Provide liquidity to the market by placing limit orders: on both YES and NO tokens; simultaneously placing BUY and SELL orders. This is the core way you earn rebates.
7. Run the cancel/replace loop.
You need to monitor: external price sources (such as Binance's WebSocket); and your current orders on Polymarket.
If the price changes: immediately cancel the expired quote; re-place the order at the new price. The goal is to keep the entire cycle within 100ms.
Special Notes on 5-Minute Markets
The 5-minute timeframe for BTC price movements is predictable.
You can directly calculate the specific market using only the timestamp:

There are 288 markets every day. Each one represents a brand new opportunity.
The currently validated strategy is that the direction of BTC's rise or fall is approximately 85% certain 10 seconds before the window ends, but Polymarket's odds do not yet fully reflect this information.
The strategy is to place a maker order at a price of $0.90–$0.95 on the side with the higher probability of winning.
If the contract is closed: you will receive a profit of $0.05–$0.10 per contract at settlement; zero commission; and you will also receive rebates.
The real advantage comes from the fact that you can determine the direction of BTC faster than other market makers and place your orders earlier.
Common mistakes that will directly "eliminate you"
• Still using REST, not WebSocket
The order signature does not include feeRateBps.
• Running the bot on home Wi-Fi (latency over 150ms, compared to<5ms on a data center VPS)
• Market making was conducted within a range with a probability close to 50%, without considering the risk of adverse selection.
Hard-coded transaction fee rate
• Failure to merge YES/NO positions (resulting in funds being locked up)
Still using the same taker arbitrage strategy from 2025?
The correct way to use AI
That concludes the technical section. You now have a grasp of: architecture design fees, calculation methods, and new market rules.
Next, open Claude or any reliable AI model and give it a clear and specific task description, such as: "This is the Polymarket SDK. Please help me write a maker bot for the 5-minute BTC market: listen to Binance WebSocket to get the price, place maker orders on both YES and NO sides simultaneously, include feeRateBps in the order signature, use WebSocket to get order book data, and keep the order cancellation/re-placement loop within 100ms."

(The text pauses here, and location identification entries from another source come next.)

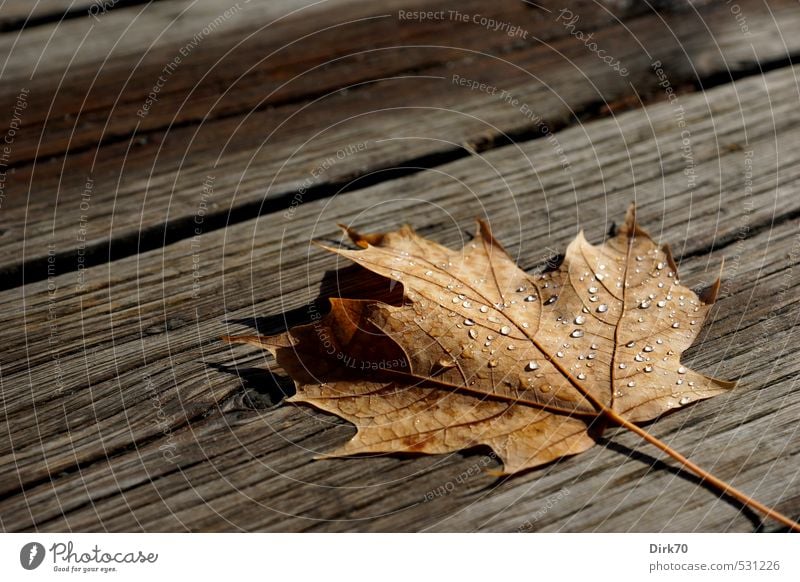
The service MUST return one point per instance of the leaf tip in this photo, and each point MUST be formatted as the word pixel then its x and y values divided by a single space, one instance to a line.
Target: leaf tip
pixel 630 228
pixel 360 240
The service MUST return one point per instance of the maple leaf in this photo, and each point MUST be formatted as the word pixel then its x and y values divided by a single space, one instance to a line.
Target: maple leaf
pixel 479 352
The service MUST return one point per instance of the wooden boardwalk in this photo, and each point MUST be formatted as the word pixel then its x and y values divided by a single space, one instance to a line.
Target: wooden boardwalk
pixel 165 166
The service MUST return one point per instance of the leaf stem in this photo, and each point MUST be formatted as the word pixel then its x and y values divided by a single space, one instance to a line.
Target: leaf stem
pixel 704 475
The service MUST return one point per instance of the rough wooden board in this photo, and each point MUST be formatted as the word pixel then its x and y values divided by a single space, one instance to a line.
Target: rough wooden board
pixel 252 471
pixel 16 14
pixel 140 187
pixel 155 289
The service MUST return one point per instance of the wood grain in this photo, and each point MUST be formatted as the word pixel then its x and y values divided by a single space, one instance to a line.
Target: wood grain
pixel 120 413
pixel 265 139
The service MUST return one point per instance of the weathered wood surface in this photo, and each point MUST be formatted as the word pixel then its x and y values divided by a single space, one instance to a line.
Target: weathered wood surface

The correct workflow is: you define the technology stack, infrastructure, and constraints, and AI generates specific strategies and implementation logic on top of that.
Of course, no matter how perfectly you describe the robot's logic, you must test it before going live. Especially at this stage, transaction fees have begun to substantially erode profit margins, and backtesting under the actual transaction fee curve has become a mandatory course before going live.
The robots that will truly win in 2026 will not be the fastest takers, but the best liquidity providers.
Please build your system in this direction.